Dormant Bank and Building Society Accounts Bill [HL]
Lord Davies of Oldham (Deputy Chief Whip (House of Lords), HM Household; Labour)
My Lords, the noble Viscount is well versed in these issues. I was not going to suggest that there was 100 per cent approval from the Delegated Powers Committee—heavens, I have far too much respect for its members to think that they cannot find a number of weaknesses in the legislation. On the question of scrutiny, however—I believe that the noble Viscount, Lord Eccles, would concede this point—the committee regarded the Government's position as being well within the confines of the way in which the provisions of the National Lottery Act already operate. Indeed, this House considered that Act, as did the other place, to a very great extent a few short years ago.
The amendment deals with the powers of the Secretary of State. The noble Baroness is distressed that one particular Secretary of State is vested with the responsibility of exercising these powers. I make the obvious point that there must always be one. In circumstances in which it is clear that a number of Ministries have a real interest in this issue, I assure the House that the work will be the product of interdepartmental work by civil servants. However, there must be ministerial responsibility, and the appropriate Ministry here is the Department for Children, Schools and Families.
Big plays a very important part in the operation of the lottery, and this House has recognised that role. The suggestion is that Big should operate under the National Lottery Act without excessive constraints, but that in its operation of this particular issue, there should be additional parliamentary scrutiny of the direction. Let me say that the affirmative procedure—in other words, if the Secretary of State had to table approval for the decisions that he has to take—would exaggerate the necessity. It was not thought necessary with the National Lottery Act, which set up a public body. This is a private body; yet it is being suggested that the parliamentary scrutiny of that body should be at that level of intensity.
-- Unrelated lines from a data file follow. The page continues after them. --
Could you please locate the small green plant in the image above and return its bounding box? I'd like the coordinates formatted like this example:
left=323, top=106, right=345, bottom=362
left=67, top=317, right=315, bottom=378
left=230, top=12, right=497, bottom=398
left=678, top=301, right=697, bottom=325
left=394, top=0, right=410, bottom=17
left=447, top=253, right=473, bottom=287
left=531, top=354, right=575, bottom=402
I cannot recall a time when noble Lords opposite—certainly not noble Lords speaking for the Official Opposition—have suggested that a private institution should be subject to this degree of intensive parliamentary scrutiny. It seems odd that this was not suggested with regard to the lottery, but that it is suggested in this rather specific and relatively small-scale operation of Big. It is suggested that those directions should be subject to this intensive parliamentary scrutiny, and I can maintain only that the demands are excessive and unnecessary. This body will be accountable, transparent and answerable. There is no question that it will not be subject to public scrutiny as envisaged in the Bill. I hope that the noble Lord will accept the Government's argument.